Still the thing that really caught my eye was this:
This summer I'm working in Michael Nitabach's lab at Yale studying circadian rhythms in fruit flies. The project is funded by a NIH grant directed at getting science teachers involved in research.
The NIH grant was offered through the use of the ARRA money. Hopefully, NIH will seriously consider offering the grant every year. It would be a strong investment into the future of science education.
This looks like one of the administrative supplements that were on offer for the purpose Summer Research Experiences for Students and Science Educators as part of the stimulus package. Looks like a success to me! Miss* Baker noted in her interview at ABATC:
At the risk of upsetting the traditionalists, I believe there is total lunacy in allowing a person to teach science who has never actually practiced science. You can't learn science by reading textbooks or taking educational methodology classes. Every science teacher needs to have the experience of participating in original research and they need to routinely refresh their skills.
I don't know that we can expect this as a standard everywhere. Being a high school teacher is really demanding and the nature of the job in the US does not allow A) a great deal of choosiness about who gets hired and B) a great deal of ongoing experience as a practicing/publishing/etc scientist at the cutting edges. But it is a thing to be respected, cherished and supported where it IS a possibility.

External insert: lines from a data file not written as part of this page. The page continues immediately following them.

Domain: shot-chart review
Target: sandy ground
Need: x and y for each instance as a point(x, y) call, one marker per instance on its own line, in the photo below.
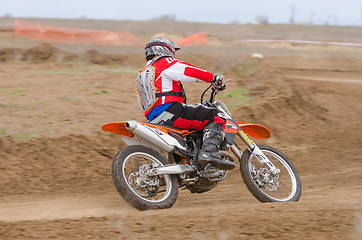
point(55, 163)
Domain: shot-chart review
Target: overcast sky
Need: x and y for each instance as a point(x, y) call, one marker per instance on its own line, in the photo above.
point(336, 12)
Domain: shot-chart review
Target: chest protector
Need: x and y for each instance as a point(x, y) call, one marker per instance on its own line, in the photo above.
point(146, 92)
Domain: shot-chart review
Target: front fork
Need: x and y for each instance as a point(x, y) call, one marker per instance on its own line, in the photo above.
point(255, 150)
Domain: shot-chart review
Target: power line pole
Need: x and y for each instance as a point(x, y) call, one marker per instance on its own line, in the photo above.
point(292, 15)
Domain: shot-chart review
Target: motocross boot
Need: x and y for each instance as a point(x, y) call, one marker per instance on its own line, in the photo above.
point(212, 138)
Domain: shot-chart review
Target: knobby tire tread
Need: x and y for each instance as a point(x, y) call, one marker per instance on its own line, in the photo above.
point(251, 185)
point(127, 194)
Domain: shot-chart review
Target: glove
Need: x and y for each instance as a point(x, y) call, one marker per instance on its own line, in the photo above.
point(218, 82)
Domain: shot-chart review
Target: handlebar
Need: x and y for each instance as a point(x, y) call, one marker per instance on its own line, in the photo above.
point(215, 89)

I want to note, however, that this is not just an effort that sprung up with the ARRA. I am aware of many institutions that run some sort of summer program which includes drawing local science educators into the laboratories. These have, to my limited awareness, been funded by a variety of sources including, I think, administrative supplements to research grants. At the very least, it is usually possible to pay summer interns out of grant funds and although in most cases these are undergraduate students, there is no reason this can't be done with local high school teachers. All it really takes is identifying a teacher who would be interested.
If this sounds interesting to you, maybe explore whether your University has programs to reach out to the local high school educators? You might happen upon someone who comes back for several summers and contributes substantially to your ongoing program.